Oh, today’s thirteen, happy birthday, YUUKA!

Yesterday afternoon, we did our graduation theses’ commencement report.
Of the lab which I applied in, in all, there were four professions and teachers who instruct us. For each tutor could instruct five students, the students’ number was much. Therefore, our report time was shrunk to about 5 minuets.
A little report re-shrink version of mine:

[TITLE] Construction of Expressing Vector for Antifungal Polypeptide
[MEANING] Antifungal peptide (AFP), is a small protein or peptide, which induced by fungal infection, and is produced by diverse organisms, include bacteria, fungi, plants, insects, and mammals. AFPs have potent activity to defend fungal infection. Its active mechanism is not the same to antibiotics, so that most fungi would not have restraint. To clone AFPs’ genes and combine them into expressing vectors, so we can product AFPs faster and better.

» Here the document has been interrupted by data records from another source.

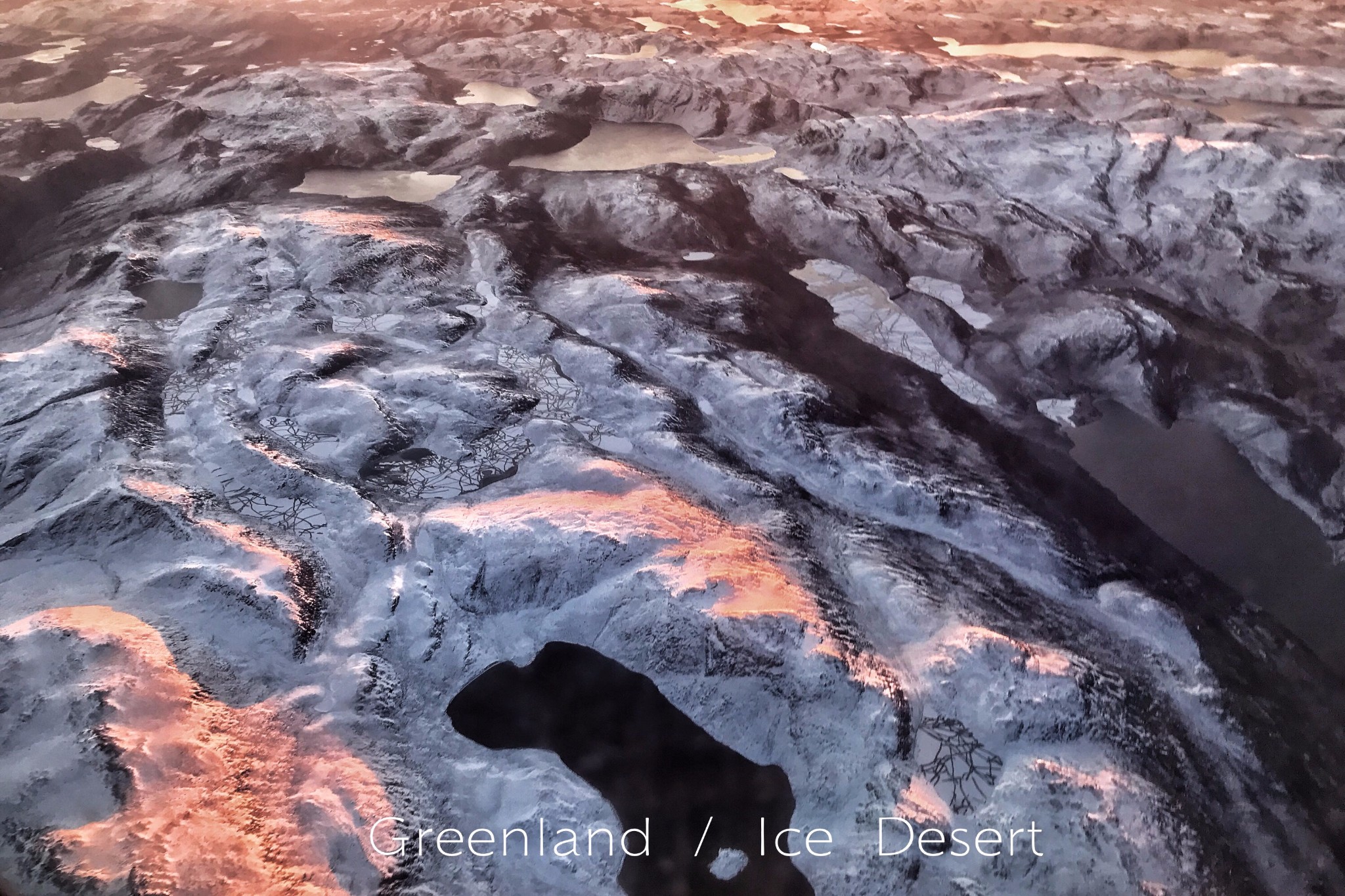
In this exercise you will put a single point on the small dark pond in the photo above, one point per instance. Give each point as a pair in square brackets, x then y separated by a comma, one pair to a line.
[617, 731]
[167, 299]
[1191, 486]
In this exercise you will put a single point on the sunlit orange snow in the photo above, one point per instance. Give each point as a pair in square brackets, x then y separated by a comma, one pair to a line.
[223, 801]
[701, 550]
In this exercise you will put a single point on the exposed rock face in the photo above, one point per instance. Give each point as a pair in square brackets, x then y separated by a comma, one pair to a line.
[791, 445]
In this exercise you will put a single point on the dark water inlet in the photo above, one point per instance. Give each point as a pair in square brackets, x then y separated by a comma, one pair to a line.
[613, 729]
[167, 299]
[1191, 486]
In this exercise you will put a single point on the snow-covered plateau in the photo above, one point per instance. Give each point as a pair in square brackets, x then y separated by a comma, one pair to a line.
[351, 349]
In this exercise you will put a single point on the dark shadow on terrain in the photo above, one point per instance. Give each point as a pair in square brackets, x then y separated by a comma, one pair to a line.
[617, 731]
[1193, 489]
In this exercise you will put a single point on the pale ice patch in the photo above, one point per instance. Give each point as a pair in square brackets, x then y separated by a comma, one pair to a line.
[403, 186]
[951, 295]
[494, 95]
[626, 147]
[54, 53]
[1061, 410]
[648, 51]
[108, 91]
[1185, 58]
[865, 309]
[653, 26]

[RESEARCH SUBJECT] Isolate RNAs from Brassica nupus (rape) and some other plants; design a pairs of specific primers for RT-PCR; construct a expression vector (use PET30a plasmid); transform into E. coli and follow inspections.
[STEP LINE]
- Isolation of plant (rape & radish) RNAs
- Designing of specific primers
- RT-PCR to amplify AFPs’ cDNAs
- Electrophoresis and reclaiming purpose band
- Cloning to T-vector, sequencing
- Cleaving of T-vector and purpose expression vector (PET30a) by restriction endonucleases
- Electrophoresis and reclaiming
- T4 linkage of fragments and plasmids
- Transforming into E. coli
- Selecting recombine colonies and verifying by PCR
- Expressed proteins’ inspection
[REFERENCE] Antifungal Proteins, CLAUDE P. SELITRENNIKOFF, APPLIED AND ENVIRONMENTAL MICROBIOLOGY. | July 2001: 2883–2894.